The dataset consists of data collected from heavy Scania trucks in everyday usage. The Air Pressure System (APS) is a type of function used in heavy vehicles to assist braking and gear changing. The APS failure dataset consists of the daily operational sensor data from failed Scania trucks. The dataset is crucial to the manufacturer as it allows to isolate components which caused the failure.
-
Since we are provided with a dataset of failed scania trucks. The company wants to differentiate between the failure caused by the APS system and other failures. So that the reason for failure in the APS system can be detected easily and necessary changes can be made to avoid future failures. This will avoid a lot of expenses and will save time.
-
There are no latency issues.
-
Since company has kept the names of the attributes annonimized so interpretability won't be necessary.
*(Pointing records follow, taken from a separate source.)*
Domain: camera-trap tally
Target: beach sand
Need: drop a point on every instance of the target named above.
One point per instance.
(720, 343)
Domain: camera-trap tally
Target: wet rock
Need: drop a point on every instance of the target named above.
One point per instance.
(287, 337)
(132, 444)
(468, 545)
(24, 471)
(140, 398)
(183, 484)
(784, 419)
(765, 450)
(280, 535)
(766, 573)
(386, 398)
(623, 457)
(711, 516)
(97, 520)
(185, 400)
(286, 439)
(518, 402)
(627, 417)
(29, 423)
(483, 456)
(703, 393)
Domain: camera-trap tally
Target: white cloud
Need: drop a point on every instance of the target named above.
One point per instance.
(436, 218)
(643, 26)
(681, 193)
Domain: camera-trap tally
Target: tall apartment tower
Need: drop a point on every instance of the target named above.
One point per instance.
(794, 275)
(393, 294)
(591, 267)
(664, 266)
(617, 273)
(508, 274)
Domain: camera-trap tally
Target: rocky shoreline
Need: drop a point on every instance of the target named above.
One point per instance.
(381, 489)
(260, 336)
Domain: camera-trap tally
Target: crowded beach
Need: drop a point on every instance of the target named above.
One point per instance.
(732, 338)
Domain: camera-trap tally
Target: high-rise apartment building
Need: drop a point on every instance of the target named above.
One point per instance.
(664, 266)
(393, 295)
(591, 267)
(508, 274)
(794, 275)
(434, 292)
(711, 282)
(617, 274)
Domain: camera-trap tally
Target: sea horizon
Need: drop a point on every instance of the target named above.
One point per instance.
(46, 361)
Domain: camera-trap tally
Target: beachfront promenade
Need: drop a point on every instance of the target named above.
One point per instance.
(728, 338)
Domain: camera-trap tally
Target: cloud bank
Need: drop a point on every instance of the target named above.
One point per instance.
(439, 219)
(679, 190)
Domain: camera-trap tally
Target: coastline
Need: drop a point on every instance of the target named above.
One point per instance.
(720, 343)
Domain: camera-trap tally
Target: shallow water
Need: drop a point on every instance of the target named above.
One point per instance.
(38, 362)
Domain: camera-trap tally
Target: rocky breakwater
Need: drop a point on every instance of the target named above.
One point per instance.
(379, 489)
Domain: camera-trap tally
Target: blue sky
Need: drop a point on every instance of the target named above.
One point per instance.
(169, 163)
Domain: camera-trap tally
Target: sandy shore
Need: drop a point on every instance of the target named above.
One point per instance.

For further details, Refer: 1) https://people.dsv.su.se/~isak-kar/IDA2016Challenge.txt 2) https://ida2016.blogs.dsv.su.se/?page_id=1387 3) https://www.researchgate.net/publication/330854331_An_Empirical_Comparison_of_Missing_Value_Imputation_Techniques_on_APS_Failure_Prediction
Source : We can get the data from : https://archive.ics.uci.edu/ml/machine-learning-databases/00421/
- The data is a csv file.
- Training data contains 171 columns.
- Number of rows in the train data are 60000.
- The test data has 16000 rows.
- Both the train data and test data have the class label column. - The data is highly imbalanced.
- The dataset has a lot of missing values.
- The data is numerical. - The datasets positive class consists of component failures for a specific component of the APS system. The negative class consists of trucks with failures for components not related to the APS.
It is a binary classification problem. For the given numerical data on some attributes of failed scania trucks systems we have to predict whether the failure is caused in the APS system or not.The data we have got is highly imbalanced dataset with a lot of missing values.
Here we'll be dealing with a cost function.
The cost function we have is:
Cost = FN X 500 + FP X 10
FN = False Negative : Number of wrongly predicted no failures in the APS system . FP = False Positive : Number of wrongly predicted failure in the APS system .
As we can see that to penalize the False negatives the cost added by the FN's is more. We need to deal with the Sensitivity(Recall) primarily.